I ricatti di Pechino: Taiwan non può essere elencata come paese sul sito del brand

Poche ore dopo la diffusione degli screenshot del sito web di Bulgari e la furia dei cinesi sul social media Weibo, il marchio italiano del lusso ieri si è scusato. Le foto mostrano il menu a tendina “trova un negozio” Bulgari, e sotto l’intestazione Asia compaiono: Cina; Macao, Cina; Hong Kong, Cina; e Taiwan, senza Cina, rendendo l’isola mai governata dal Partito comunista cinese, e che però Pechino rivendica come proprio territorio,  un mercato, e quindi un paese, di fatto  indipendente. Ad avvalorare la tesi gli screenshot mostrano i caratteri dei due paesi delle stesse dimensioni sulla cartina geografica. L’azienda è diventata argomento di tendenza sul social, con gli utenti cinesi che chiedevano il boicottaggio,  e scatenando l’ira  dei tabloid: “Taiwan è una parte inalienabile del territorio cinese e non può essere elencata come paese”, ha scritto il Global Times.

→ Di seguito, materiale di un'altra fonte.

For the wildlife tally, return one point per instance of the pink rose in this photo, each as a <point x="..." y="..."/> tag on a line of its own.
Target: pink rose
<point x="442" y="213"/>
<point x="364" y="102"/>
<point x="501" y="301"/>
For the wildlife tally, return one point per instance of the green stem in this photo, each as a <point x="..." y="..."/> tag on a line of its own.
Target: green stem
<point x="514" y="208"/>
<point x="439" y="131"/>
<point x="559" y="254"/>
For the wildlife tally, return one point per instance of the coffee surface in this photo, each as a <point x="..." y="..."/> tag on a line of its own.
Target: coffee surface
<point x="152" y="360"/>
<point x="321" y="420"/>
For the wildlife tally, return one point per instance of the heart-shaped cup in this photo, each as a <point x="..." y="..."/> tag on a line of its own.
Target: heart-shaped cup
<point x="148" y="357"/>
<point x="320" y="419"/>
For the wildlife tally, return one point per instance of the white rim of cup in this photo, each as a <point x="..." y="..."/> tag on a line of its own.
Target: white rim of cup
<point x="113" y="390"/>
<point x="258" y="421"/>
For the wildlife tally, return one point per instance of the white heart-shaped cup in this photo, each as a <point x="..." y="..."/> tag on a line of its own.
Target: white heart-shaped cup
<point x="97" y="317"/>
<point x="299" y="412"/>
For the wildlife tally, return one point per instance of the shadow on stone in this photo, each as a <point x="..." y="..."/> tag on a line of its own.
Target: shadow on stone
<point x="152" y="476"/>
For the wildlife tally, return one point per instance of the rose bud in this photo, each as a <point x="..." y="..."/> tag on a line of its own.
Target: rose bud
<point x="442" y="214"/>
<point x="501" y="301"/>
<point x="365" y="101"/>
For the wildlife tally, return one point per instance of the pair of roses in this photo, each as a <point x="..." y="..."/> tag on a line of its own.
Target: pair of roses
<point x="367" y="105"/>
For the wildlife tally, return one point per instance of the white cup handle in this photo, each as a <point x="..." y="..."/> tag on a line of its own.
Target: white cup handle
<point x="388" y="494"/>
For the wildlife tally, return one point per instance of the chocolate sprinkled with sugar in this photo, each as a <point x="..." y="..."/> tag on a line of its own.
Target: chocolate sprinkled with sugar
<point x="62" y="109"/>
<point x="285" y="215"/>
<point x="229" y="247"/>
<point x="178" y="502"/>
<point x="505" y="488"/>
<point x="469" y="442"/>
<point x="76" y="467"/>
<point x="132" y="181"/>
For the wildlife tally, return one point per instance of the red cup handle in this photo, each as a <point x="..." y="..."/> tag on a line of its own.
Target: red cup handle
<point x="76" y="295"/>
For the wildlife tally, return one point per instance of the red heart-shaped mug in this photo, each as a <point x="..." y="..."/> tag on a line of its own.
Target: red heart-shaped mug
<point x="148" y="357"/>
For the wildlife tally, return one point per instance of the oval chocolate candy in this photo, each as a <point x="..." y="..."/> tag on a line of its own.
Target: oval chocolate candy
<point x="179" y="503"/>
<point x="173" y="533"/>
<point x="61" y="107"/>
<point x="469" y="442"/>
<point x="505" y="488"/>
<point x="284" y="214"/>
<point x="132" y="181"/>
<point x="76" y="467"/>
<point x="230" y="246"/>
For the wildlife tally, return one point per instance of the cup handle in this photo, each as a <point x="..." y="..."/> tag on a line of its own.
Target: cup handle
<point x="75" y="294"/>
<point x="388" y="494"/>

Bulgari, che ha 18 negozi a Taiwan e nel 2022 ha guadagnato ben il 26 per cento dei suoi ricavi dai mercati asiatici, ha pubblicato una lettera in cui sostiene di  rispettare  “la sovranità e l’integrità territoriale della  Cina. Abbiamo immediatamente corretto gli indirizzi dei negozi contrassegnati erroneamente e le indicazioni sulla mappa, che sono il risultato di negligenza della direzione. Ci scusiamo profondamente per l’errore”. Ma le scuse su Weibo non sono bastate, anzi, hanno fatto partire una seconda ondata d’indignazione, e dopo i trend “Il sito ufficiale di Bulgari indica Taiwan come paese”, “Bulgari si scusa”, è partito l’hashtag: “Le scuse di Bulgari non siano esclusivamente per la Cina”. Il Quotidiano del popolo  ha criticato la lunghezza e la “sincerità” delle scuse, fatte “su misura” per i cinesi, i quali difficilmente si sarebbero convinti:  “Non pubblicarlo all’estero al di fuori della Cina dimostra che si preoccupano solo dei soldi e non si rendono conto dei propri errori”, scrive un utente. Pechino, forte della sua capacità di ricatto economico, detta spesso le condizioni ai brand internazionali: se “sbagliano” pretende le scuse, e a Bulgari vuole insegnare anche come scusarsi.